Among the many things I’ve been in my life, “computer geek” is one of them. I’m not a professional anymore, in that I don’t do it for a living, but I’m still more than a little of a computer nerd. It’s been a part of “who I am” for 30 years now. Over the course of that time, I’ve used most of the operating systems, word processors, database and spreadsheet applications, web browsers, and other software packages that have come down the pike. Starting in the late ’90’s, I began to get a little bit of a luddite attitude towards much of it. It wasn’t that I didn’t still like computers, it was just some of the trends that were disgruntling. For example, I now had to buy an “office productivity suite,” when really all I wanted was just a word processor and a spreadsheet application. Even more, they usually came with a huge set of features, which for the most part I had no use for. There was also the Microsoft “tax” on computers, and the headaches of having all the extraneous stuff that Microsoft seems to feel you “want” when you buy their operating system.
Which was pretty much just something for me to gripe about for a while, until I entered the world of Free/Open Source Software (FOSS). It turned out there were alternatives, and while not all of them were very good, some were very, very good. Right now, the blog post you’re reading was created by FOSS, and the site it’s residing on is running a FOSS package. I’m doing it using a computer running Ubuntu Linux 04.10 (Lucid Lynx), with Firefox as the web browser accessing WordPress. For “office productivity,” I can use OpenOffice, or if I just want to knock out a quick document, AbiWord. Want to play videos or music files? I have VLC, or Amarok for music. There’s a pretty wide selection of software, and it’s often better than the commercial varieties.

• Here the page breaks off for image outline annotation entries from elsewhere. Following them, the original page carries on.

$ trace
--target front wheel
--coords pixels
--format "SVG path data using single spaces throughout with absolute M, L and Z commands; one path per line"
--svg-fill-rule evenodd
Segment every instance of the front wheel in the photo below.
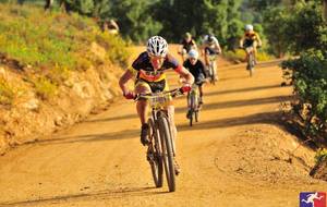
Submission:
M 164 167 L 167 176 L 167 183 L 169 192 L 175 191 L 175 172 L 173 162 L 173 149 L 172 149 L 172 137 L 170 133 L 168 118 L 160 117 L 158 119 L 160 138 L 161 138 L 161 149 Z
M 147 150 L 147 160 L 152 168 L 156 187 L 162 187 L 164 168 L 159 133 L 153 119 L 149 119 L 147 123 L 149 125 L 148 139 L 150 141 Z

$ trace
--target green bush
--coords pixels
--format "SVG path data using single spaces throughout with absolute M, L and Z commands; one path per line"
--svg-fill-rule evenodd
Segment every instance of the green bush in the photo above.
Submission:
M 90 19 L 60 12 L 46 13 L 34 7 L 0 4 L 0 52 L 36 68 L 59 65 L 73 70 L 90 54 L 90 44 L 101 34 Z M 125 64 L 125 44 L 120 37 L 107 37 L 108 58 Z M 119 42 L 119 44 L 118 44 Z M 89 60 L 92 61 L 92 60 Z
M 298 97 L 293 111 L 303 123 L 303 133 L 327 137 L 327 56 L 311 49 L 299 59 L 282 62 L 286 78 L 292 81 Z

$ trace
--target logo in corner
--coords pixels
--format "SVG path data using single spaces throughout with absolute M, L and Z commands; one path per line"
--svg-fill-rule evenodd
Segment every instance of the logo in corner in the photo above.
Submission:
M 324 192 L 300 193 L 300 207 L 327 207 L 326 193 Z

The really nice thing about the software, besides their functionality and cost? They’re cross-platform. I not only run them on my Linux set-up, I also run them on my Windows set-up. I don’t have to relearn every piece of software when I switch between operating systems, and the files I’m using on one system can be used on the other. I can even set up Ubuntu under Windows, and remove it using the “Add/Remove” functionality if I’d wanted to – they have thoughtfully provided a system called “Wubi” which does that for you, so if you want to try it, you can, without touching your Windows installation. If you’re really geeky, you can run Windows under Linux, using one of the virtualization programs.
I’ve been pleasantly surprised by how much progress has been made over the past decade. 10 years ago I remember it taking a considerable amount of time and tinkering to get a Linux box up and working. Today, it takes me less than an hour to get everything going, and it mostly “just works.” A lot of the software was “clunky,” with spotty functionality and sometimes arcane instructions on installation and use. Today, I rarely have to worry about any of that, or complain about what isn’t there, or spend a lot of time trying to figure out how to install it and use it.
The best thing of all is that it’s free. Yes, there are “paid” versions, and you can purchase various things if you need to, but the basic stuff is all free for the download and use. I still do buy software and use Windows, because after all, I’m not a fanatic about it and I do need it for some things. But I am definitely in favor of Free and Open Source software, and for the most part it’s a great thing to try out.